Like Waugh, McInerney shows a consistent reluctance to create lists of picks, although in their original form, his columns did include them (they aren’t given here). Unlike Waugh, McInerney physically gets around when covering wine (Waugh, like a good Englishman of the Philip Larkin era, mainly stayed home), ranging from France to Italy to South Africa and New Zealand, with plenty of stops as various snazzy eateries and lots of culinary-insider name-dropping thrown in. The columns are brief, showcasing Jay Mac’s flair for concision, as well as a talent for one-liners and for zeroing in on what’s hot, when it’s hot. For example, he caught the ascent of the so-called “grower Champagnes,” French bubblies that don’t hail from big Champagne houses, early on, and he has long been wise to the evolving, Bordeaux-style codification of California Cabernet. Taken as a whole, these essays add up to a subtle warning. Read between the slurps and sips and you will see the inevitable melancholy of hedonism-for-hire take over.
These are dreary days for devotees of words about wine. Newspapers have largely come to view the subject as part of the ever-expanding “service” category: wine-country travel is mingled with primers of this or that style of wine, with occasional profiles of winemakers tossed in. Parker, with his
Wine Advocate and eRobertParker.com website, has converted an ineffable beverage with a vast and enthralling history into something that’s graded like a high-school science project (it’s also becoming obvious that Parker is not and never has been the monumentally gifted evaluator he has always promoted himself as). Sure, with thousands of bottles from all over the world appearing on wine-store shelves, the consumer needs a quick way to distinguish between the good and the bad. The much-derided 100-point scale is ultimately a useful thing. But with the wine magazines following Parker’s lead, McInerney’s column in
House & Garden has become the only place to get any kicks reading about bottled poetry. They say wine is a living thing, but only McInerney seemed determined to keep it alive by incessantly connecting it to popular culture.
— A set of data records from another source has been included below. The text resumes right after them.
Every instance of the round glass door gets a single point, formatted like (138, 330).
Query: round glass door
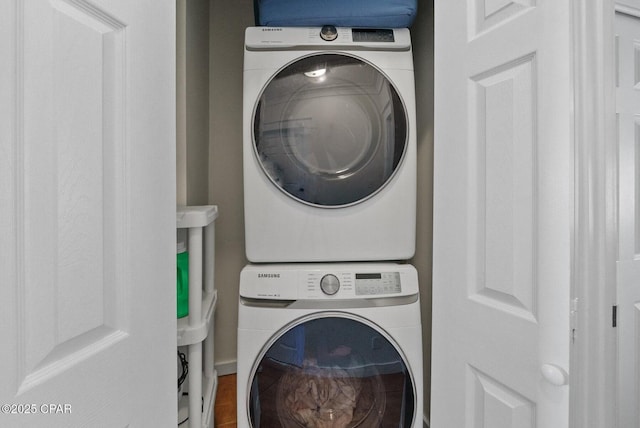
(331, 372)
(330, 130)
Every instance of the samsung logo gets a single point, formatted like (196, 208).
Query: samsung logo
(268, 275)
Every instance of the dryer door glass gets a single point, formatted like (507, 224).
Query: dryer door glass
(331, 372)
(330, 130)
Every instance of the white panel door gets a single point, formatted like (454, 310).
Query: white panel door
(502, 214)
(627, 29)
(87, 213)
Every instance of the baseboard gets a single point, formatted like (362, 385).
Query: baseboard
(226, 367)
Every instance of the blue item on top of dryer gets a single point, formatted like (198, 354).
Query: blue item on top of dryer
(360, 13)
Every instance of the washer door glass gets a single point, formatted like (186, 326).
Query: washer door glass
(331, 372)
(330, 130)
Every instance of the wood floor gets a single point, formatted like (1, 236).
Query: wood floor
(225, 407)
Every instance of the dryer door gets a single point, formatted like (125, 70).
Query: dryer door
(330, 130)
(331, 371)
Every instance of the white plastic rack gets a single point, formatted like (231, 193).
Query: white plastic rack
(195, 331)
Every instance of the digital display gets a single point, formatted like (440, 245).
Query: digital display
(368, 276)
(372, 35)
(372, 284)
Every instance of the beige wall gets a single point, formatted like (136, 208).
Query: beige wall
(422, 39)
(227, 23)
(192, 95)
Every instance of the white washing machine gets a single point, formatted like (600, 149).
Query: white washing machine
(329, 144)
(329, 345)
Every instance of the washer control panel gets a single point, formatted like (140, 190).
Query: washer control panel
(352, 284)
(331, 281)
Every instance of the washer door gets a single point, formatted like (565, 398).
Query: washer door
(330, 130)
(331, 372)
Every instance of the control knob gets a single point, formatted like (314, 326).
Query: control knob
(330, 284)
(329, 33)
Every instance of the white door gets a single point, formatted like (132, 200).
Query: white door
(87, 213)
(627, 29)
(502, 214)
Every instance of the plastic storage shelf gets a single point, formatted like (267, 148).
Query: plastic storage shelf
(196, 330)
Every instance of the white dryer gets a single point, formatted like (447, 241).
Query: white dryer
(329, 345)
(329, 144)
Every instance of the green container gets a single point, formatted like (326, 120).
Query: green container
(182, 285)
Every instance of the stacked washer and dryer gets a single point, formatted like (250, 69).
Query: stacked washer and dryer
(329, 330)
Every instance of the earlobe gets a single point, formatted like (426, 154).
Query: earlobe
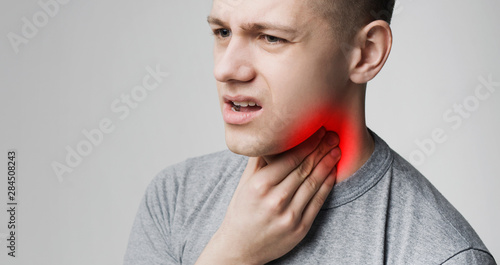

But man, is that every hard work! Waugh possessed a gentle, diffident, quietly lacerating talent with the pen that dovetailed perfectly with a patience-demanding topic such as wine. McInerney is, to use a word he applies to certain powerful wines, like the super-rich Amarones of northern Italy, turbocharged. Having gone at it more or less full-bore for a decade, he’s fading. But at least it was he who got to hold the gun that finally put wine writing out of its misery. For all his flaws, which he himself has copiously explored (drug abuse, divorce), no one every said Jay couldn’t slap together a memorable English sentence.
Who knows, maybe he’ll keep at it. There were rumors, however, that when
The New York Times was looking for a new restaurant critic a few years back, McInerney tried to get the job. Perhaps after all this time, Jay has had enough to drink. Now, like an addict finally at the end of his binge, he’s ready for something to eat.